Luther has a chronic bladder infection and has had at least 3 surgeries to remove jagged stones. After the last one, about a week ago, Dr. A said he wouldn’t survive another one. This is devastating news, of course. I now have to wait and see what happens and decide when his quality of life has declined irreversibly. He’s been through a lot and is not exactly welcome at the vet clinic. One female vet told me, when I brought him in for an emergency after hours, that she and Luther “don’t like each other” because he’s “nasty.” Through angry tears I said, “He’s not nasty, he’s scared to death!” She apologized, but I could tell she wasn’t convinced. But ol’ Dr. A takes him in stride.

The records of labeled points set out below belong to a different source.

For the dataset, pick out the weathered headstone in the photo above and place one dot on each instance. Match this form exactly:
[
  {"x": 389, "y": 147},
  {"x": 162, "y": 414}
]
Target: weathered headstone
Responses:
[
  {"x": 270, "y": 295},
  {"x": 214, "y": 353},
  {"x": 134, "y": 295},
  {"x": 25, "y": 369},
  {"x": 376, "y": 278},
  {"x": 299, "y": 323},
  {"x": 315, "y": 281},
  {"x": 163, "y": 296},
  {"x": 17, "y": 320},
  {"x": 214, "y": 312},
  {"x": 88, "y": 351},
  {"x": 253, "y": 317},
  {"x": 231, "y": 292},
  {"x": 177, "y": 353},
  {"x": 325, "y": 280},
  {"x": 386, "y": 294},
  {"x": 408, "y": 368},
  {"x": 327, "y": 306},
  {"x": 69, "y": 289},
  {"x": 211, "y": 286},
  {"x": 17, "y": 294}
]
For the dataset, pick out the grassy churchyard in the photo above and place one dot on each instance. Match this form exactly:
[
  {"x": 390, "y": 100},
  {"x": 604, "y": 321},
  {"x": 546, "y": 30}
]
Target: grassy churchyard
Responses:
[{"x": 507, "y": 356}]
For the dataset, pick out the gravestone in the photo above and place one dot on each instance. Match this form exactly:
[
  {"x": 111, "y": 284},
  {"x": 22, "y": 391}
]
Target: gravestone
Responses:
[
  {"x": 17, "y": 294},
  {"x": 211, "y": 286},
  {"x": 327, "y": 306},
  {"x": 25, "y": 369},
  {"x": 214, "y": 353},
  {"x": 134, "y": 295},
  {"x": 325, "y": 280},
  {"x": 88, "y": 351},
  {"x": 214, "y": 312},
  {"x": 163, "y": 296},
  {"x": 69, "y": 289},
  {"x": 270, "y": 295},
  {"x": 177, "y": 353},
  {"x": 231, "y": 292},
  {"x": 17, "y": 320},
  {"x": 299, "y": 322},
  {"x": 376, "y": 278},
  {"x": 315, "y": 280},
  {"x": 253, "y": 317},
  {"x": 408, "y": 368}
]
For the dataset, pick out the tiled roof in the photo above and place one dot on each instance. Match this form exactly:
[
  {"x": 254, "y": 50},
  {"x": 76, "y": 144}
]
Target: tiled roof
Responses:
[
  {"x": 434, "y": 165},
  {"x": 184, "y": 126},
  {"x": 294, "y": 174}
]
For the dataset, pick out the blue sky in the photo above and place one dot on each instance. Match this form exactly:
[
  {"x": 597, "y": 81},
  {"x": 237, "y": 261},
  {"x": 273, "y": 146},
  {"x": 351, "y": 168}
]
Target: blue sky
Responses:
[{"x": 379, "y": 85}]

When I got Luther home after his latest surgery, he couldn’t walk straight for several hours, and when he could, he tried to get away from me by scooting under the bed. At about 24 hours, I petted him and said his name gently. He always responds to his name, but this time he turned his head away. I don’t know how much of his behavior is emotionally based, or if I’m just imagining what he’s feeling. At one point I went to check on him, and he was splayed out in the litter box. When he realized I was there, he pulled himself halfway out, presumably to escape from me again. I know it’s not really personal, but it’s hard to take. I was telling one of my friends on Facebook how he’d been acting since coming home, and the minute I sent the message, Luther came walking over to me and rubbing on my leg and purring. I wanted to think we were having a mind meld where he knew what I had just written about him. Anthropomorphism: a chronic state in which animal lovers can’t let their pets (or their backyard birds) be who they really are. We try to impose our feelings and expectations on them, as though the actual bond, visible or not, between us and them isn’t enough. I am going to try to be with Luther for the time he has left and not dwell on the inevitable. Easier said than done. But he’d better not bite me again.